Застой в экономике. Политические проблемы Киева усу­гублялись экономическими трудностями.

Как мы убедились, положение города на великом торговом пути «из варяг в греки» во многом способствовало его расцве­ту. Но примерно с конца XI в. значение этого торгового пути падает. Для экономики Киева это имело самые тяжелые последствия.

Дело в том, что предприимчивые итальянские купцы уста­новили прямые и прочные связи между Византией, Малой Азией, Ближним Востоком, с одной стороны, и Западной Европой — с другой. Кроме того, занятым своими распрями князьям было уже не до защиты днепровского торгового піути от кочевников. Наконец, после того как в 1204 г. крестоносцы разграбили Константинополь, а некогда цветущий Аббасидский халифат и его столица Багдад стали быстро приходить в упадок, Киев теряет двух крупнейших тортовых партнеров.

Все эти экономические бедствия еще больше обострили и без того напряженные отношения между бедными и богаты­ми киевлянами. Учащаются социальные взрывы. Некогда гордая столица Руси явно утрачивала свои политические, хозяйственные и общественные достижения.
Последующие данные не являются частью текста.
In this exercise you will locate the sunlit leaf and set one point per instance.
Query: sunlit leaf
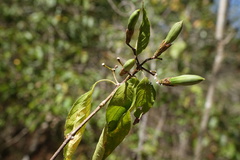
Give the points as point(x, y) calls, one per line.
point(144, 97)
point(144, 33)
point(118, 120)
point(120, 103)
point(79, 111)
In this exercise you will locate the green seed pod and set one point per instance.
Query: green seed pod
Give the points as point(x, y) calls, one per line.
point(131, 25)
point(127, 66)
point(174, 32)
point(133, 19)
point(183, 80)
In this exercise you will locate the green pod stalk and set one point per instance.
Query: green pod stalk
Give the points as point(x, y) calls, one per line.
point(131, 25)
point(183, 80)
point(174, 32)
point(133, 19)
point(127, 66)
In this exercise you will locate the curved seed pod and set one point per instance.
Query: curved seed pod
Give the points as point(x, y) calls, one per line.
point(131, 25)
point(174, 32)
point(183, 80)
point(127, 66)
point(133, 19)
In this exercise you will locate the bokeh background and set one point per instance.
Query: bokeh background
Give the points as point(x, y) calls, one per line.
point(51, 52)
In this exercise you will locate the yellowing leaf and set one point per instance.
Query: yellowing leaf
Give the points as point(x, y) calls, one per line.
point(79, 111)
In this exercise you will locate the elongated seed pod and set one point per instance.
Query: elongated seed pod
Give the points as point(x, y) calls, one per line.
point(133, 19)
point(183, 80)
point(174, 32)
point(131, 25)
point(127, 66)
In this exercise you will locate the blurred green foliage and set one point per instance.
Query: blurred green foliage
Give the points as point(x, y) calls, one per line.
point(51, 52)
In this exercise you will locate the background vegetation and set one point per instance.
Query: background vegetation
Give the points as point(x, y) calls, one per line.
point(51, 52)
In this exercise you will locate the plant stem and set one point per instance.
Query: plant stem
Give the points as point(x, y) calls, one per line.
point(72, 134)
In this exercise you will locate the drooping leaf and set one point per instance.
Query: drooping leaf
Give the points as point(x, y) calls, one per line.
point(144, 33)
point(120, 103)
point(118, 120)
point(115, 137)
point(144, 97)
point(108, 141)
point(79, 111)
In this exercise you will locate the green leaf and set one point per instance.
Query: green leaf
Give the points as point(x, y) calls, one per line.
point(144, 33)
point(108, 141)
point(115, 137)
point(118, 120)
point(120, 103)
point(79, 111)
point(144, 98)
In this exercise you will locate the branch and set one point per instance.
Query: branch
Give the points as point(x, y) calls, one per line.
point(221, 20)
point(72, 134)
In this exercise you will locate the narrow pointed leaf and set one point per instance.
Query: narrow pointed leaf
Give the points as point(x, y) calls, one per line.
point(144, 97)
point(118, 120)
point(144, 33)
point(79, 111)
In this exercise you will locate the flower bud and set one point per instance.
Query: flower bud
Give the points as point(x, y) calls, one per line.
point(127, 66)
point(183, 80)
point(174, 32)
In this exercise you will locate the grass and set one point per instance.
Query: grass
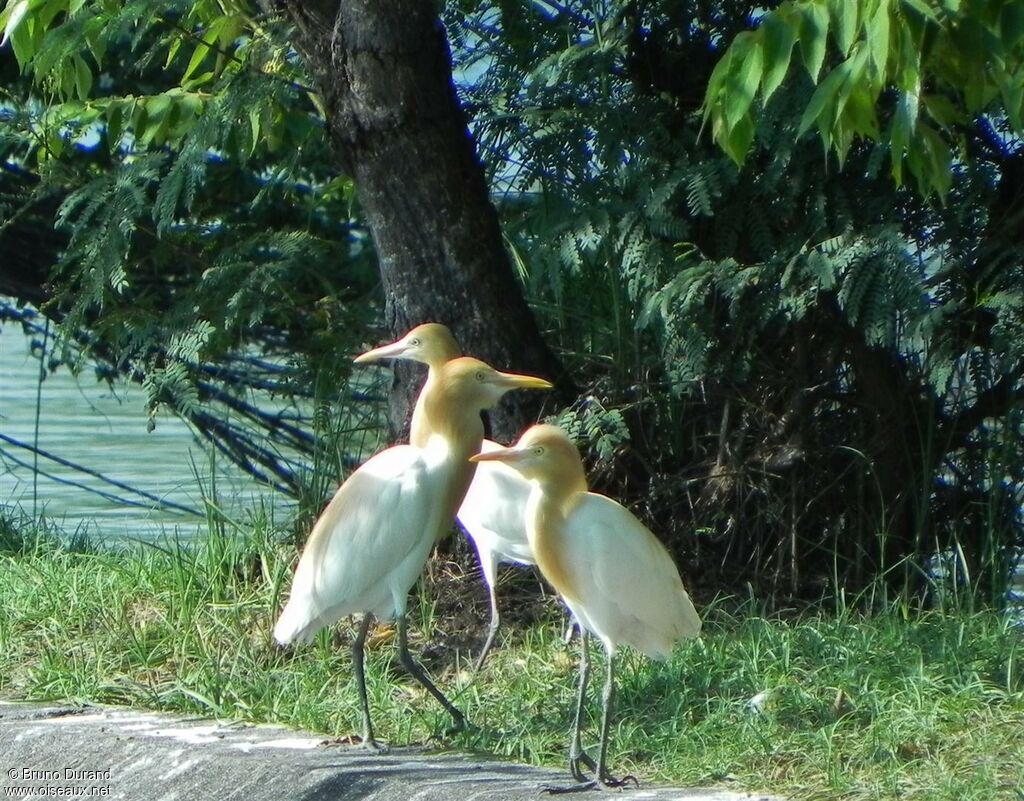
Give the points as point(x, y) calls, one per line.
point(841, 706)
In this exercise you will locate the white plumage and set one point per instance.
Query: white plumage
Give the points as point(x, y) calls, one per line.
point(492, 513)
point(614, 576)
point(628, 589)
point(371, 542)
point(386, 507)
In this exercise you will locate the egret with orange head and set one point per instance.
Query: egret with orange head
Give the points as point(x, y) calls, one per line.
point(614, 576)
point(371, 542)
point(492, 512)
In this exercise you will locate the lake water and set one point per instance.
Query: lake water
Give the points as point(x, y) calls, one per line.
point(85, 422)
Монголо-татары. Но окончательное возмездие за распри и авантюры, как всегда, пришло из Степи.

На сей раз это были не половцы. Целым поколениям пона­добилось извести, измотать друг друга в отчаянных схватках и бессмысленных походах, чтобы наконец установить посто­янные добрососедские связи между княжествами Руси и поло­вецкими племенами. А некоторые князья даже вступили в брачные отношения с половецкой знатью.

Новый враг явился нежданно и одним ударом добил изму­ченную усобицами Русь. Это были монголо-татары.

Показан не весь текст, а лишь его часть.